Google dismissed the study.

“These back of the envelope calculations are inaccurate as a number of experts are pointing out. The overwhelming number of news queries do not show ads. Every month Google News and Google Search drives over 10 billion clicks to publishers’ websites, which drive subscriptions and significant ad revenue,” a company representative told The Daily Caller News Foundation.

Traffic from Google Search to news publisher sites has risen since January 2017 by more than 25% to approximately 1.6 billion visits per week in January 2018. News is becoming increasingly important to Google as consumers rely more on the tech titan for their information.

The number of unique monthly visitors to Google News in 2018 eclipsed that of major news outlets, according to the study.
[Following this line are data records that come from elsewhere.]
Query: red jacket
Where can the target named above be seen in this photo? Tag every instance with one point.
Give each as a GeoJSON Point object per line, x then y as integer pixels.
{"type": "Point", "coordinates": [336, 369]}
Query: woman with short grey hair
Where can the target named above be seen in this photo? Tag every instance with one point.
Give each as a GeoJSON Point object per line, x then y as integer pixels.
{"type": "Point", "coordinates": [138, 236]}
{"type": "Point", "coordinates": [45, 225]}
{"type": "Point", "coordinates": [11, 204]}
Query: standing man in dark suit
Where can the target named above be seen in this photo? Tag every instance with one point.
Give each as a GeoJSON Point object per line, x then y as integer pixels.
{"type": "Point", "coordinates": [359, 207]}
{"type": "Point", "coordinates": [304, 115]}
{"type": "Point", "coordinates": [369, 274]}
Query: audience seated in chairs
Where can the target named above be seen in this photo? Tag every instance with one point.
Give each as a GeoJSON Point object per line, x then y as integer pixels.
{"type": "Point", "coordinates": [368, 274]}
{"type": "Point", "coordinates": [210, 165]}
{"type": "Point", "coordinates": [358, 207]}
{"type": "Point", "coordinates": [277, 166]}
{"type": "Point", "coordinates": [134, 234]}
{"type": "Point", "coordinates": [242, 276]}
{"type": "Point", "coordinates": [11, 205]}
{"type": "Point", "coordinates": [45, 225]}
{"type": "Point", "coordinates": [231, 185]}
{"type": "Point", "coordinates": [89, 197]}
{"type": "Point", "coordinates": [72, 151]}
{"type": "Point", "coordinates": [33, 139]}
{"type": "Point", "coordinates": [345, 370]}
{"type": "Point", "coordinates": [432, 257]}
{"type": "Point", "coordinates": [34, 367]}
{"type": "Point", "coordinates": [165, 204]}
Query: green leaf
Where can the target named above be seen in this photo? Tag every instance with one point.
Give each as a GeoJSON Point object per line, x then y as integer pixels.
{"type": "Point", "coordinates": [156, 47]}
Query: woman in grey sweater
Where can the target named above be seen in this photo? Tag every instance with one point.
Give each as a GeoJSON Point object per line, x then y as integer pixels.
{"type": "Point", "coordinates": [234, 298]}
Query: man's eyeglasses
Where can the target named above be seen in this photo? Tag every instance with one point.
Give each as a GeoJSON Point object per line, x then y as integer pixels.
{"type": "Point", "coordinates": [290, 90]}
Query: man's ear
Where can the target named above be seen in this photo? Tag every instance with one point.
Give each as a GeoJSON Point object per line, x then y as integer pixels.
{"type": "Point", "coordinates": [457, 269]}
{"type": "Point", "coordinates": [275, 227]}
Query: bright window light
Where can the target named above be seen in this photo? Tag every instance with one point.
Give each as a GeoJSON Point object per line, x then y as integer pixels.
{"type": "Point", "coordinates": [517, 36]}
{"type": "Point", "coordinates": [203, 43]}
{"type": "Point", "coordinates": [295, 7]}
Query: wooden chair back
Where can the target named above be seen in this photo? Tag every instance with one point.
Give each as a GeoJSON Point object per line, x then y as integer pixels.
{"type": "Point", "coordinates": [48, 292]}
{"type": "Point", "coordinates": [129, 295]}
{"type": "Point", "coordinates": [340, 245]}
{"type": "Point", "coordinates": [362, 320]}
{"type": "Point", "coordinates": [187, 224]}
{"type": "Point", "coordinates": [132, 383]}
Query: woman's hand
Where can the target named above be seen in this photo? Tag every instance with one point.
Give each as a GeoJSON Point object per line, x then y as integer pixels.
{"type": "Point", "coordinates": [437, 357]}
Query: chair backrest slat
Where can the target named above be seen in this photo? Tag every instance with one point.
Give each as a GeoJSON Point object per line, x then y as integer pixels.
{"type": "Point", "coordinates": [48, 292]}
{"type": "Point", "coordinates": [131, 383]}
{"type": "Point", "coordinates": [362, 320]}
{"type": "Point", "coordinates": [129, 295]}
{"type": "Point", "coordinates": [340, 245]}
Chavern suggests Congress should provide a type of “safe harbor for news publishers” as it negotiates for better terms with Google, Facebook and other big tech companies.

A picture illustration shows a Facebook logo reflected in a person’s eye, in ZenicaREUTERS/Dado Ruvic (BOSNIA AND HERZEGOVINA

The News Media Alliance also wants Congress to pass the the so-called Journalism Competition and Preservation Act, which would satisfy many of Chavern’s concerns. Democratic Rep. David Cicilline of Rhode Island introduced the bill in the House on April 3, while Sens. John Kennedy of Louisiana and Amy Klobuchar of Minnesota introduced a similar version in the Senate.
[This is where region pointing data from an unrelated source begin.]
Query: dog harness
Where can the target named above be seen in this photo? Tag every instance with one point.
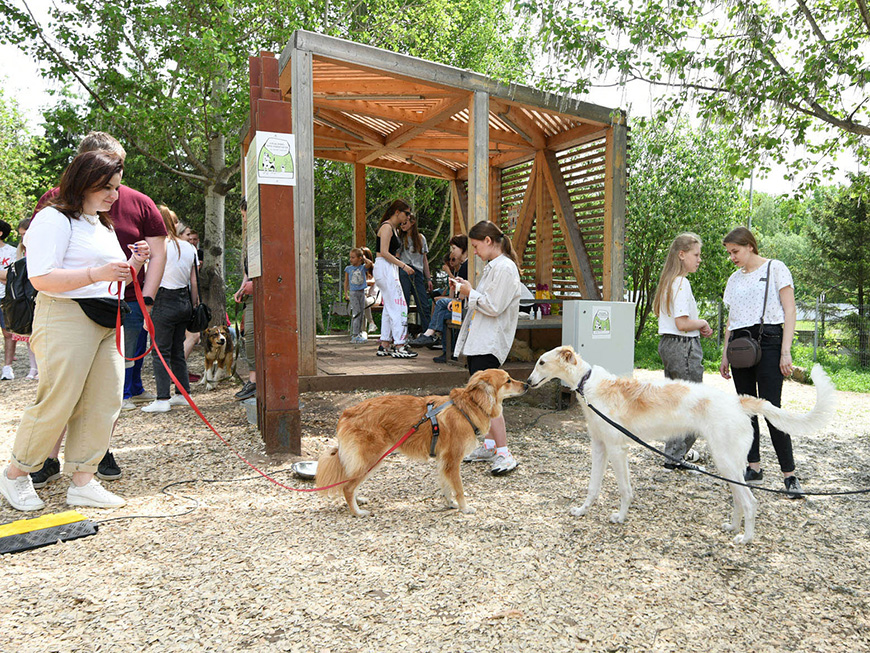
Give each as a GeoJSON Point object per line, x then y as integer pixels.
{"type": "Point", "coordinates": [582, 384]}
{"type": "Point", "coordinates": [431, 415]}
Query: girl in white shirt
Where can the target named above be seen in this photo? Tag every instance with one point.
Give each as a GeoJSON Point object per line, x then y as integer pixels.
{"type": "Point", "coordinates": [490, 324]}
{"type": "Point", "coordinates": [744, 297]}
{"type": "Point", "coordinates": [74, 261]}
{"type": "Point", "coordinates": [680, 329]}
{"type": "Point", "coordinates": [173, 307]}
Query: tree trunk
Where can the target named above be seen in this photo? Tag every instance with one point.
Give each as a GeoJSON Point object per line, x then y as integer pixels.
{"type": "Point", "coordinates": [212, 272]}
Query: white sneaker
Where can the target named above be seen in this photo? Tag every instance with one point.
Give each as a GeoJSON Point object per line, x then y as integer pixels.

Meanwhile, media outlets are laying off staff at a breakneck pace. Verizon Media, which owns Yahoo and the HuffPost, slashed roughly 800 jobs, or 7%, of its global workforce in January. BuzzFeed also announced a move to cut 15% of its workforce, including jobs in journalism. Other media outlets followed suit that same month.

Digital outlets on the local, national and global level are struggling to keep up in an environment where information is shared for free across a slew of social media platforms, Eric Schiffer, the CEO of Patriarch Equity, told TheDCNF in January. Facebook has received a lion’s share of the criticism, especially from TheNYT, among others.
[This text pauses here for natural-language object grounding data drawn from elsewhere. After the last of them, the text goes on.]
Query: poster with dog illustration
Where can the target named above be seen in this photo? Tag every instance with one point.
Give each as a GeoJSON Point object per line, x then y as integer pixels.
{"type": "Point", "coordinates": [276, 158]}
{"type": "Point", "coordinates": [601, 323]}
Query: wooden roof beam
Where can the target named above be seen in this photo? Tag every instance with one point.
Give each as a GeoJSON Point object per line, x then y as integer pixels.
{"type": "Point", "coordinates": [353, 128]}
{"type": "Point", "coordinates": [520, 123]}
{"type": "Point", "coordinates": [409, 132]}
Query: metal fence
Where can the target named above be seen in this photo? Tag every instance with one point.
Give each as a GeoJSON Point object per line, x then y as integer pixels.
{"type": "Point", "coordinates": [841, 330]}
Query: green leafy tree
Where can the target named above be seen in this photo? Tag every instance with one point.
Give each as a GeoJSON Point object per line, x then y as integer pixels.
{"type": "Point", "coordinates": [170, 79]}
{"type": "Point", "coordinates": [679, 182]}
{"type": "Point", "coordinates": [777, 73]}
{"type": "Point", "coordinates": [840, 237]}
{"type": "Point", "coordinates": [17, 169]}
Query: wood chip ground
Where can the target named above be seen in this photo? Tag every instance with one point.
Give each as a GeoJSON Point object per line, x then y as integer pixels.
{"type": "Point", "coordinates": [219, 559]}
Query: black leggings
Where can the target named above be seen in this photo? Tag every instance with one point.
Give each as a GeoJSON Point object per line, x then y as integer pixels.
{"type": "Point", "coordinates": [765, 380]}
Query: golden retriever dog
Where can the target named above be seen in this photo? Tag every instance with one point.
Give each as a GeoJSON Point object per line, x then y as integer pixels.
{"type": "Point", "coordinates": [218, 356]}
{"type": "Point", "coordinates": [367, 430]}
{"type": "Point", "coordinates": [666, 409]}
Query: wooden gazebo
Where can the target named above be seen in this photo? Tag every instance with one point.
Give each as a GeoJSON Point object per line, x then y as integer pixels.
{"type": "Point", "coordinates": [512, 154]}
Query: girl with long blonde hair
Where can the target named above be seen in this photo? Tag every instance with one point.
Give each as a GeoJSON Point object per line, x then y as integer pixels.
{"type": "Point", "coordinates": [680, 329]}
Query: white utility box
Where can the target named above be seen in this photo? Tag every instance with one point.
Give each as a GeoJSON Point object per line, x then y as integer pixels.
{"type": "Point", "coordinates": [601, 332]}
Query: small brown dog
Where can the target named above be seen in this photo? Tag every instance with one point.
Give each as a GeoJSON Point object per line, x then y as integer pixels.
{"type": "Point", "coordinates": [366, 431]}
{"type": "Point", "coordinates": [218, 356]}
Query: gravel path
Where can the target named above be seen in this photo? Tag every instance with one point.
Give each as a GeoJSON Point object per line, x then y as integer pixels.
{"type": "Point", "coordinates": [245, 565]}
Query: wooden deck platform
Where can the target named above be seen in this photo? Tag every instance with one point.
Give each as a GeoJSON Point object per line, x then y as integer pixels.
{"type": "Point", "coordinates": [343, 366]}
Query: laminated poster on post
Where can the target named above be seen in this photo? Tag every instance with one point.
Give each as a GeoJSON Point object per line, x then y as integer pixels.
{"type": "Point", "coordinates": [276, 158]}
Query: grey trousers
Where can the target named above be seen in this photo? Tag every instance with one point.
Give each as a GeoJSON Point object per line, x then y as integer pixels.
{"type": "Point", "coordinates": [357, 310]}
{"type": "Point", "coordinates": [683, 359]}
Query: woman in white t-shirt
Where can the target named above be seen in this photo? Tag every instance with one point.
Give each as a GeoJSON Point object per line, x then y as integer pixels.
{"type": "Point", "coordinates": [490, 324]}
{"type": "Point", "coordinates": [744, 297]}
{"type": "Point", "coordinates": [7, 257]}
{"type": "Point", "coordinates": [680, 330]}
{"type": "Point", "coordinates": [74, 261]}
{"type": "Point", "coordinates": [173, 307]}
TheNYT’s coverage of Facebook has been almost exclusively negative since the 2016 presidential elections, according to tech researcher Joe Hovde, a full-time data analyst at Residual Thoughts. TheNYT ran ads on Facebook in early January giving users a step-by-step guide on how to slowly pull back from the Silicon Valley company’s platform.

EDITOR’S NOTE: This article has been updated to further reflect Google’s response to the study.